Dristi worked furiously to prepare for what the coming COVID-pandemic had in store for Nepal. Parina explained:
‘Just before the Just before the lockdown was announced in Nepal, we were extremely busy. We held a lot of meetings, and managed to get hold of women to make new plans for continuing to provide our services, to support them.
We had to explore how to support women remotely, to come up with a strategy on how to retain them in services. Whatever we did in the field, we wore masks and gloves.’
Assessing risks and continuing to provide women with essential health and support services are part of a careful calculation, which Dristi makes – in collaboration with colleagues – working from the latest available evidence. Keeping up with the scientific developments in COVID-research is another task, balanced in relation to copious other responsibilities.
‘As the leader of this organisation’, Parina explained, ‘I face a challenge. I don’t want my team to take risks, but I also have to keep supporting people. Providing ART, that’s not our only responsibility. We have responsibilities to the women we support, to ensure that they have food, that their kids have food, and that they are in a safe place.

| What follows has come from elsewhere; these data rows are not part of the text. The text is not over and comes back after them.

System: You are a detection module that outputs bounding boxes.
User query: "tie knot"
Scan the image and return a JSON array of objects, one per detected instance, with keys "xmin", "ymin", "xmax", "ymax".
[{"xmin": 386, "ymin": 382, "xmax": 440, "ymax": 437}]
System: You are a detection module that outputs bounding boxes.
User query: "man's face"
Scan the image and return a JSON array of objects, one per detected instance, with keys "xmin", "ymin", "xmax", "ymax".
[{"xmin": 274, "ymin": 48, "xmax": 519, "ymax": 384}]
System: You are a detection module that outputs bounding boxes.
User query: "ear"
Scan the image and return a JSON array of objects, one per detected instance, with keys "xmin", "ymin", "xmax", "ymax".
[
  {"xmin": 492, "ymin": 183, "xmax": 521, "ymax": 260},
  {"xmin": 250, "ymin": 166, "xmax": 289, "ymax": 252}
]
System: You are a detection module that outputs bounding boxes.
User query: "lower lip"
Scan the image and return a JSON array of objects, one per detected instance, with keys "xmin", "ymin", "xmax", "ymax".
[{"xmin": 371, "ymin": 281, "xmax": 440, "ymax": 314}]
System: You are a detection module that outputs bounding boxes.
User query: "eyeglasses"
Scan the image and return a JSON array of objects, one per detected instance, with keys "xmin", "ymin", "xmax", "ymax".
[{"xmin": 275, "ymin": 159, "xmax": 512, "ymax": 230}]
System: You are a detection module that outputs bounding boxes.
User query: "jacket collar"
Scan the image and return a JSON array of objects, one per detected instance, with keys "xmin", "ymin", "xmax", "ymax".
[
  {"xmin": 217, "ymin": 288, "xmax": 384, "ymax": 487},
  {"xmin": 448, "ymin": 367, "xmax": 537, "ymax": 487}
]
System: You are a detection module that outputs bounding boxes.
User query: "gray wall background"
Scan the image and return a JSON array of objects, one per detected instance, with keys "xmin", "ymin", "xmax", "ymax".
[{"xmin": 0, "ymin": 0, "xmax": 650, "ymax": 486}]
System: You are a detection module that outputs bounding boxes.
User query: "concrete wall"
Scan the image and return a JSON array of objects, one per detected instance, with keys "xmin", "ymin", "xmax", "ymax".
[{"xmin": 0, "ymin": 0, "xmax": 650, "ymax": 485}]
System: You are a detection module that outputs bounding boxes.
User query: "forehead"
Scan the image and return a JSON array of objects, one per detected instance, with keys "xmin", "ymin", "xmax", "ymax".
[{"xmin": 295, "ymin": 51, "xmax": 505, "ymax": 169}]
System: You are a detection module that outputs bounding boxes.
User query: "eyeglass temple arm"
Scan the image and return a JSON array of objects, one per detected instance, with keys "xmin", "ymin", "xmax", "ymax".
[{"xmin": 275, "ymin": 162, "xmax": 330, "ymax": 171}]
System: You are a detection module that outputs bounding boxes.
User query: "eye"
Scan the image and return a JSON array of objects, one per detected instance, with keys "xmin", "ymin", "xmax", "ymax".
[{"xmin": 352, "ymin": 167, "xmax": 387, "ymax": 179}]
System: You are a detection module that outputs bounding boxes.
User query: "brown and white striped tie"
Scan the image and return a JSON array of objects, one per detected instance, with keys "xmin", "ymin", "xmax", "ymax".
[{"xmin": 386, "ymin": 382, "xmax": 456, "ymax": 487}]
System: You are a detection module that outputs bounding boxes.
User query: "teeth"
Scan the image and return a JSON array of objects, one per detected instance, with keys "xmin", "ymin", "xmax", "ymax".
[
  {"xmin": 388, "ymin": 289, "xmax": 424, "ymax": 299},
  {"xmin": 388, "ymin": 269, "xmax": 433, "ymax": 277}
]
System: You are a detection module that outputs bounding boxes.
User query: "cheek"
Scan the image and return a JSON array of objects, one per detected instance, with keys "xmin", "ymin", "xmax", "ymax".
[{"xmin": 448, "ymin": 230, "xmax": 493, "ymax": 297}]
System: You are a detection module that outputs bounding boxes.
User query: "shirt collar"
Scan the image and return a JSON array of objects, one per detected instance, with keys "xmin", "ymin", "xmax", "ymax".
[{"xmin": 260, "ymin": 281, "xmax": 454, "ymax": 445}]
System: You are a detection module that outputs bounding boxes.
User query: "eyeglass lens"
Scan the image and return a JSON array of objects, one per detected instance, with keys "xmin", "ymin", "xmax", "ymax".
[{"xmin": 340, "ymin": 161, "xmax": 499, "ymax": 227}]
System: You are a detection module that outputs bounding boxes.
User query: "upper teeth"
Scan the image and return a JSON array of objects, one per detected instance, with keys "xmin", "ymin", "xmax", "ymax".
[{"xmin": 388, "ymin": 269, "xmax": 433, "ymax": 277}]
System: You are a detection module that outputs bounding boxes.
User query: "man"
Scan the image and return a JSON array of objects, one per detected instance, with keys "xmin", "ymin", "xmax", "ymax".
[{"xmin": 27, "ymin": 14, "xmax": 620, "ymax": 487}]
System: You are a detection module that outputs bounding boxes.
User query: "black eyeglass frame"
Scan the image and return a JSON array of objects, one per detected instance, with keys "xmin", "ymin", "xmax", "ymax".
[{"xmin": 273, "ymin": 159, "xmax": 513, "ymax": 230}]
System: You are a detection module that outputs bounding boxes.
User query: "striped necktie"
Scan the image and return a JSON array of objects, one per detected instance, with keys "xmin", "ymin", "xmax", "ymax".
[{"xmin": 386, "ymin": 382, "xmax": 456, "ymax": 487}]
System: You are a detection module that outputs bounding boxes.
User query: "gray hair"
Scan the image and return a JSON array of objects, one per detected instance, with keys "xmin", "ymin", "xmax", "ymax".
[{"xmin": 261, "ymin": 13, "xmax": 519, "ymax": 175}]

Some women have gone back to their villages, and now they can’t escape. Hunger is a huge concern of ours, because we cannot neglect food if we want people to take ART. You cannot give people medicines if they don’t have food to eat. Dristi as an organisation, it’s not just about ART, and our response to the COVID-19 pandemic has not just been about securing access to ART. It has also been about sexual and reproductive health support, and food security. This is about health activism and human rights, it’s not just about HIV treatment. Now is the time for us to come out of the “box” of HIV. We have to address the other issues that are important to the people we work with.’
Providing emergency medicines and food aid have been cornerstones of Dristi’s COVID-19 response. But, as the pandemic takes root, Parina has identified ‘government accountability’ as the ‘first priority’ in Dristi’s work, in collaboration with the International Treatment Preparedness Coalition.
As with every facet of healthcare provision, the COVID-19 pandemic presents new challenges in access and adherence to essential healthcare for HIV and TB. However, a lack of data on how key populations are understanding, and responding to, the COVID-19 pandemic, means that rapidly-emerging healthcare responses – locally, nationally and globally – fail to incorporate the real-world experiences of citizens.
To ensure that these voices are heard, ITPC and Dristi are conducting a rapid assessment of the COVID-19 and its impacts on other essential health services and human rights. A community monitoring tool has been developed collaboratively, and is currently being implemented with the women that Dristi supports. This monitoring tool empowers local women to assess the provision of essential services, and to identify urgent needs to be addressed by government, in partnership with civil society and others.
The COVID-19 pandemic has exposed critical inequities in global health provision. It has also emphasised the power and effectiveness of community-based, activist organisations in confronting and managing public health crises, drawing deeply on their inlaid experience of responding to and treating diseases, and of promoting health and human rights.
Dristi Nepal’s ability to mount an agile and empowered response to COVID-19 has flourished, in part, because of its activist past. In the current era of this new pandemic, past and present responses will define the future.